Na solidão, a criança pode acalmar seus sofrimentos. Ali ela se sente

filha do cosmos, quando o mundo humano lhe deixa a paz. E é assim

que nas suas solidões, desde que se torna dona de seus devaneios, a

criança conhece a ventura de sonhar, que será mais tarde a ventura dos

poetas. Como não sentir que há comunicação entre a nossa solidão de

sonhador e as solidões da infância? E não é à toa que, num devaneio

tranquilo, seguimos muitas vezes a inclinação que nos restitui às

nossas solidões de infância. (BACHELARD, 1998, p. 94)

A fantasia é, em geral, associada à infância. A criança possui grande facilidade

em construir o seu próprio universo ficcional, em que interage e vive profundamente a

sua fantasia. É pertinente, nesse ponto, ressaltar a seguinte consideração feita por

Gaston Bachelard (1988) que “quando sonhava em sua solidão, a criança conhecia uma

existência sem limites. Seu devaneio não era simplesmente um devaneio de fuga. Era

um devaneio de alçar voo” (BACHELARD, 1988, p. 94).
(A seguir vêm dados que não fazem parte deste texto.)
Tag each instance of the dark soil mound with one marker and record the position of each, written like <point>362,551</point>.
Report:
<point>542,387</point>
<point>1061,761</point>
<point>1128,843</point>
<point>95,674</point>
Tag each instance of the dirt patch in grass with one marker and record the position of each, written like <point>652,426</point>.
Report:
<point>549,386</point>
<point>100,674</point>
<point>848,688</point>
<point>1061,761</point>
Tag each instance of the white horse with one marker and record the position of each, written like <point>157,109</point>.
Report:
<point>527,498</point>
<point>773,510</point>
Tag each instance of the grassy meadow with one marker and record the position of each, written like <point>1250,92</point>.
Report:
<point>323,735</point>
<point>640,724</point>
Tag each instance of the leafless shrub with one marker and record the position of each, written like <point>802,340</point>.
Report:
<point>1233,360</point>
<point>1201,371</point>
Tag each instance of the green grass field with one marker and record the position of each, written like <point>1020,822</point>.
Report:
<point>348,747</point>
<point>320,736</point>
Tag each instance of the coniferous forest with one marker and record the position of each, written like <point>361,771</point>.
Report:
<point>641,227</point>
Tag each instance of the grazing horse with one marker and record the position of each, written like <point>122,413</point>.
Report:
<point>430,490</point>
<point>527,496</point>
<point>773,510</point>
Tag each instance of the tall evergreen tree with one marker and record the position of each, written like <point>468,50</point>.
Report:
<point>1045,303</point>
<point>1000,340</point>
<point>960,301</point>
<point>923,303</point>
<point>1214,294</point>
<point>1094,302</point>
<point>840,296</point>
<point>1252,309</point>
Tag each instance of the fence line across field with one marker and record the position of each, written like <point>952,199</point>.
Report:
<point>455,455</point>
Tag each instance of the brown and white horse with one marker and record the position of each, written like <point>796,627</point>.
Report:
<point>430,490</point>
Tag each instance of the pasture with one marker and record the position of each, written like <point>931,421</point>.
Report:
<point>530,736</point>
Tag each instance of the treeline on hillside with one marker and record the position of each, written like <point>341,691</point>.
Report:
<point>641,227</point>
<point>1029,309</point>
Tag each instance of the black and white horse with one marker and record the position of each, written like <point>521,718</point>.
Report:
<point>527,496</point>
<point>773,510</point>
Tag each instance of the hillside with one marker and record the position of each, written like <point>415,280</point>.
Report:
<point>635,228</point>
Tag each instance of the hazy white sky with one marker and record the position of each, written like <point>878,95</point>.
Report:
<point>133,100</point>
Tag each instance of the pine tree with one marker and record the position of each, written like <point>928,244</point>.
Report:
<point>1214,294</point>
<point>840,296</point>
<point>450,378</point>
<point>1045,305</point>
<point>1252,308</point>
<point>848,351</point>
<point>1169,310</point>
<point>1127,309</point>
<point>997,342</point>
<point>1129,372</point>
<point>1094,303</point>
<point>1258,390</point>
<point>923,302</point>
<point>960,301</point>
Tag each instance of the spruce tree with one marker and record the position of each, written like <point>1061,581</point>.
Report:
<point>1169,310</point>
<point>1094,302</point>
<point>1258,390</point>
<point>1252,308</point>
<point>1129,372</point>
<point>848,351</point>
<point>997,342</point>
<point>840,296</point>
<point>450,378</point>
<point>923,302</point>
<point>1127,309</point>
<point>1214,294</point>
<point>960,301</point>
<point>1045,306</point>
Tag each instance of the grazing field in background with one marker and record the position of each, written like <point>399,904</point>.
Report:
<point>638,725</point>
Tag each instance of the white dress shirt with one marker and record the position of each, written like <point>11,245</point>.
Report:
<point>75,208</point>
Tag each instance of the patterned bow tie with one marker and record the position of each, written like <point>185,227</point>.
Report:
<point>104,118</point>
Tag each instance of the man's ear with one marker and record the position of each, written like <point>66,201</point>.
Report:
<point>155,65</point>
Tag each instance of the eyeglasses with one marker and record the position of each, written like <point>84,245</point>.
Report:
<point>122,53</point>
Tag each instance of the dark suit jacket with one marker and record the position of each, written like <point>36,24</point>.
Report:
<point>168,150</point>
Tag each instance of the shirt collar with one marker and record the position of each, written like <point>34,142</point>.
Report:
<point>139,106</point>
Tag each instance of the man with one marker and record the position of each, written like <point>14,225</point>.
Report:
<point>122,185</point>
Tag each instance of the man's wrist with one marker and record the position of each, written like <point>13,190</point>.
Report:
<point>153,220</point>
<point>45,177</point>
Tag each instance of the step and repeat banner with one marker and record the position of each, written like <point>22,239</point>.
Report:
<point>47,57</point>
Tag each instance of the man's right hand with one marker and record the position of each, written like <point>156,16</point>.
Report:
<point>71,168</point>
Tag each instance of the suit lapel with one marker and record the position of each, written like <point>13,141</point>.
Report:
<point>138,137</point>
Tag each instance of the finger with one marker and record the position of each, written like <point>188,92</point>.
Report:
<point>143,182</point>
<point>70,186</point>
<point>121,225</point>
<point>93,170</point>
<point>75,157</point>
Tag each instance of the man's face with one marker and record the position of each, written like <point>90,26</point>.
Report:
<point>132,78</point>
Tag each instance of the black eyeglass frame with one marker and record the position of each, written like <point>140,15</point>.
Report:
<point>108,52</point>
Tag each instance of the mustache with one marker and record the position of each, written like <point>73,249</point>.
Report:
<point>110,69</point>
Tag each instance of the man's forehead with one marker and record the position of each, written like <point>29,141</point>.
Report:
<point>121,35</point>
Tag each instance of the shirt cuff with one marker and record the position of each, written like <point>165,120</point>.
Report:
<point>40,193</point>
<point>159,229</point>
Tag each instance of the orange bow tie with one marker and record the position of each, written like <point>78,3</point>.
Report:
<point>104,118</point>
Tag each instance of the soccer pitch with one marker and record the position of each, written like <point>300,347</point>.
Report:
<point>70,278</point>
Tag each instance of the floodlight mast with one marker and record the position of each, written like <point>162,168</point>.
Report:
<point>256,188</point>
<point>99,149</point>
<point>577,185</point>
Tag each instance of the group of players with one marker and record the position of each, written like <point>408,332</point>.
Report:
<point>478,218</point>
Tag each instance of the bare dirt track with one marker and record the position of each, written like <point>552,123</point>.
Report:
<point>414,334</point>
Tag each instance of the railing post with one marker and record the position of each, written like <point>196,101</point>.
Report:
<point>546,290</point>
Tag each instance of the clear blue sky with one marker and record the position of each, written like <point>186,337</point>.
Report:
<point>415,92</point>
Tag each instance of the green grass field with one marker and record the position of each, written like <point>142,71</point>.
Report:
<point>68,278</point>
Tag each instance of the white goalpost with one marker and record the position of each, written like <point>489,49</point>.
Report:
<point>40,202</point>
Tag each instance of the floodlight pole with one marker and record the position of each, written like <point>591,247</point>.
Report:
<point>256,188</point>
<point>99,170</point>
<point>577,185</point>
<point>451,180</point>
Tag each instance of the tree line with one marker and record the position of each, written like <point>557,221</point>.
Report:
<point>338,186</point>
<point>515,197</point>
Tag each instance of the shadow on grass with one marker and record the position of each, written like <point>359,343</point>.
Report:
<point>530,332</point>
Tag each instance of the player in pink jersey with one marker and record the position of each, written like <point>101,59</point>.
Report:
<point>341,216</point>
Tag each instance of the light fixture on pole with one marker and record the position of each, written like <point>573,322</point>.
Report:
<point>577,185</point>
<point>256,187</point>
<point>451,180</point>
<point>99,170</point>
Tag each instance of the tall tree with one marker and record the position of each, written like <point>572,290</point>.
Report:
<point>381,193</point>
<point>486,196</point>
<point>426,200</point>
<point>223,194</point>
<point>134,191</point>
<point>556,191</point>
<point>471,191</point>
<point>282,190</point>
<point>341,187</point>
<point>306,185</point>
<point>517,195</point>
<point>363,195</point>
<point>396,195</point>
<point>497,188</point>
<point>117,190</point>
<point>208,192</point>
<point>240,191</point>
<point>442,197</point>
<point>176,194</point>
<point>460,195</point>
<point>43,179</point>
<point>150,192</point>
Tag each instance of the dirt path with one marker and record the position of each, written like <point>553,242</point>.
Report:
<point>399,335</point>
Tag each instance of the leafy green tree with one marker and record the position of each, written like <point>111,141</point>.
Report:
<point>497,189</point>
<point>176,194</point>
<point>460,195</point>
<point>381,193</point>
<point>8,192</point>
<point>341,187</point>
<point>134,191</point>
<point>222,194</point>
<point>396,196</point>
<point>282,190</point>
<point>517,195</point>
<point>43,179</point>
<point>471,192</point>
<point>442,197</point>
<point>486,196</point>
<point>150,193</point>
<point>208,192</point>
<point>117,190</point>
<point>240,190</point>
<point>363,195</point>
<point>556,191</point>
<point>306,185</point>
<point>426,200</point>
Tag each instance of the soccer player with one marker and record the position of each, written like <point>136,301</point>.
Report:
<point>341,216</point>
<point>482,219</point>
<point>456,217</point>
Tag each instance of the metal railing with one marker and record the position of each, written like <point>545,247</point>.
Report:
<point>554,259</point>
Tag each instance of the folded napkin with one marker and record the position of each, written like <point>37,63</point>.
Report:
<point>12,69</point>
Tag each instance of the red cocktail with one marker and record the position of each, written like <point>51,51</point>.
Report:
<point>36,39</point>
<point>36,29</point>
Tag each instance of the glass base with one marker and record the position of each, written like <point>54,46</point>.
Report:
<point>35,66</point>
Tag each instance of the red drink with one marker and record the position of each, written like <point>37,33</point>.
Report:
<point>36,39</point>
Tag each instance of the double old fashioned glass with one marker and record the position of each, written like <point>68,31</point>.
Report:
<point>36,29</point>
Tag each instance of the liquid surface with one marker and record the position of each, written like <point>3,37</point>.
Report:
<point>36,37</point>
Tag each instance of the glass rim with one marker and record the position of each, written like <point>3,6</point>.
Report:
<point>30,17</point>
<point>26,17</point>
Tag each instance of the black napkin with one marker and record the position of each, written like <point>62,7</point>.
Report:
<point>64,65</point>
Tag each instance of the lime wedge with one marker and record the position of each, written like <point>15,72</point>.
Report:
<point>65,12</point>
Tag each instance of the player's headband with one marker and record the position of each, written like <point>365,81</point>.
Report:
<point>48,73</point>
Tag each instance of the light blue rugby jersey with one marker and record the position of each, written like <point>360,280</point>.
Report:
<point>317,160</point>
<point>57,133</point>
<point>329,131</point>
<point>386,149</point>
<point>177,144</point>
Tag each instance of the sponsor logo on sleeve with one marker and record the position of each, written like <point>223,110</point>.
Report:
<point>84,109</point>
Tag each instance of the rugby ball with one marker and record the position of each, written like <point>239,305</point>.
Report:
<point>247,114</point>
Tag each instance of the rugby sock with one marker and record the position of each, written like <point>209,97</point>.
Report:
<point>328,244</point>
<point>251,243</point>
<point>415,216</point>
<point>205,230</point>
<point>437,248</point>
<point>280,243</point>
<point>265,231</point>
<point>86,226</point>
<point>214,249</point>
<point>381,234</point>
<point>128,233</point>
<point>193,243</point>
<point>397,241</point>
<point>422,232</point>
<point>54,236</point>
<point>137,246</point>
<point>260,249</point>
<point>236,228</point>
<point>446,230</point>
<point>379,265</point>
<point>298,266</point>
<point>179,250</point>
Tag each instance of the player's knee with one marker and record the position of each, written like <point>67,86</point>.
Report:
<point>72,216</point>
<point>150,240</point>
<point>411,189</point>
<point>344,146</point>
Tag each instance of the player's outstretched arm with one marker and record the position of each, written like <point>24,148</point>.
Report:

A solidão, na perspectiva bachelardiana, é uma das principais tensões

impulsionadoras do voo. O ser em estado de solidão necessita de um mundo paralelo,

completamente idealizado por ele mesmo. Sair do devaneio implica não sonhar, isto é,

viver a realidade objetiva com suas imperfeições. Voar implica deixar, por momentos, o

solo. Deve-se considerar que o voo é sempre limitado, sendo obrigatório o retorno,

mesmo que se pouse em outro lugar que não seja o ponto de partida. Nesse caso, é

intrínseca a metáfora da mudança. Uma poética do devaneio se conscientiza de suas

tarefas que seriam, segundo Bachelard:

determinar consolidações dos mundos imaginários, desenvolver a

audácia do devaneio construtivo, afirmar-se numa boa consciência de

sonhador, coordenar liberdades, encontrar o verdadeiro em todas as

indisciplinas da linguagem, abrir todas as prisões do ser para que o

humano tenha todos os devires. Tarefas todas frequentemente

contraditórias entre aquele que concentra o ser e aquele que o exalta.

(BACHELARD, 1988, p. 152)

Um sonhador de devaneios quando se afasta de todas as preocupações que

perturbavam a vida cotidiana e quando se aparta da inquietação que lhe advém da

inquietação alheia, quando é realmente autor da sua solidão, e, enfim, pode contemplar

a vida sem contar as horas, então, sente esse sonhador um ser que “de repente, se faz

sonhador do mundo. Abre-se para o mundo e o mundo se abre para ele. Nunca teremos

visto bem o mundo se não tivermos sonhado aquilo que víamos” (BACHELARD, 1988,

p. 165).

Portanto, compreende-se que o mundo sonhado, em especial na infância,

interfere diretamente na construção da identidade do sujeito. O mergulho no

subconsciente permite ao sonhador em devaneio conhecer o âmago de si mesmo. Os

dois games aqui mencionados representam a infância e a adolescência nesses termos. A

solidão de ambas as personagens abrem espaço para diferentes mundos sonhados e

idealizados por elas mesmas. No caso de aurora, temos um mundo mais colorido e

mágico. Já o protagonista de Rain, adentra em um mundo mais obscuro, muito mais

parecido com a realidade e apresenta maiores indagações, dentre elas, o sentimento

confuso do amor e sua paradoxal invisibilidade.

Considerações finais

A partir das reflexões realizadas neste trabalho, pode-se compreender que, no

contexto atual, é necessário levarmos em consideração as múltiplas formas de leitura

presentes no cotidiano dos leitores. O campo literário dialoga com novas formas

artísticas que emergem do cenário cibercultural. Compreendeu-se também que o

videogame é uma mídia expressiva e que apresenta particularidades, configurando-se,

entre outros aspectos, como um espaço possível para a criação de universos ficcionais

complexos e imersivos.

As discussões concernentes às representações da infância e da adolescência nas

novas mídias continuam abertas para futuras análises. Pretendeu-se, neste trabalho,

demonstrar que existem questões poéticas pertinentes de serem averiguadas nos games.

Cada vez mais estão sendo instauradas políticas que favorecem a utilização das novas

tecnologias no ensino e, no tocante aos games, temos presenciado um grande aumento

nas pesquisas acadêmicas empenhadas em refletir tanto sobre as pertinências de se

trabalhar com os games em sala de aula, como também interrogações concernentes às

possibilidades de sua inclusão na sala de aula.